Since the feeder hangs from a long thin cord, it isn’t that easy for the squirrels to get to it. Some of them have become experienced acrobats in the process. Many times I watch them cautiously climb down the thin leather cord and hang by one paw upside down to eat. Other times, they will jump completely onto the feeder and steal seeds. Usually, I get up from my chair and go pound on the window. They quickly drop to the ground and scurry away – for the time being. Very courageous little creatures they are!
One morning I saw a large squirrel crawling down the tree limb advancing toward the bird feeder. I was about to pound on the window before it reached its destination when I noticed something unique. Following the large squirrel were two baby squirrels. She was bringing them for a lesson on how to eat from a bird feeder! I watched as she slowly inched her way down the cord, jumped onto the feeder and got sunflower seeds. The baby squirrels were clinging tenaciously to the limb; they were afraid to attempt the feat their mom had just exampled. Eventually, the mother climbed back up to them, and they left the tree. She didn’t give up just because they were afraid the first day. The family continued returning, the babies growing larger each day. You guessed it! One day a brave baby climbed down the cord toward the feeder. He jumped; he missed the feeder and hit the ground. Fortunately for him, the ground beneath the feeder is padded with jasmine and English ivy. He survived the fall and climbed back up the tree. Both baby squirrels fell many times before they perfected the art their mom was trying to teach them. They were so cute that I could not bring myself to pound on the window when they came to the feeder.
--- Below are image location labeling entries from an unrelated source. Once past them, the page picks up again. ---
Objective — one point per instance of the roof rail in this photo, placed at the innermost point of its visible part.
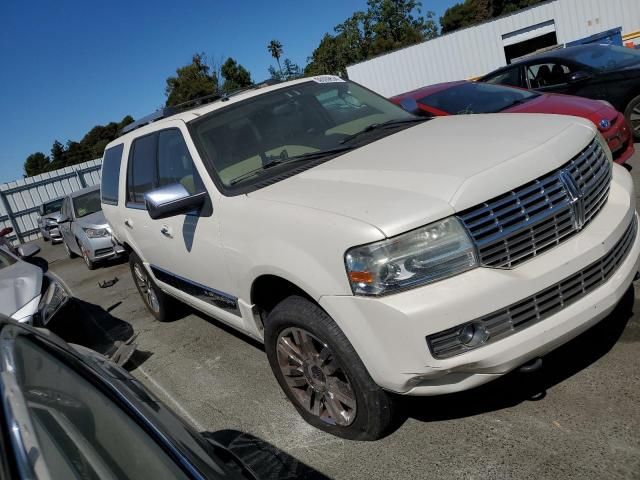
(219, 95)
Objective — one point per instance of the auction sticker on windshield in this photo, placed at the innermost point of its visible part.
(327, 79)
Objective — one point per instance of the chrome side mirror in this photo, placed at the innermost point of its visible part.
(28, 250)
(172, 200)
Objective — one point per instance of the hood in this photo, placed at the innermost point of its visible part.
(93, 220)
(432, 170)
(566, 105)
(19, 284)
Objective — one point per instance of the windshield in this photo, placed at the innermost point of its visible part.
(87, 204)
(474, 97)
(52, 207)
(604, 57)
(301, 119)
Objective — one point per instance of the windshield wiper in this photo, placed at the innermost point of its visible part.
(378, 126)
(285, 159)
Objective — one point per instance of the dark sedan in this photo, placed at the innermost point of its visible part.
(600, 72)
(70, 413)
What is the seed for thought here? Well, simply that bird feeders are not intended for squirrels. It is risky business for squirrels to hang from bird feeders. This particular mother squirrel was teaching her babies something they should not have been taught. She was encouraging them to do something that might have injured them for life. I merely pound on the window to scare squirrels away. Other members of my family have been known to use more “deadly” methods!
The squirrel family has caused me to think more carefully about my own children. What are my daily examples teaching those I love? Is what I am teaching healthy? Is it safe? Will what I am teaching make them a better person? Do my examples encourage honesty? Are my words and actions building integrity and character? Do I want what I am teaching to be passed on to my grandchildren and great-grandchildren?
These are just some seeds for thought from the bird feeder!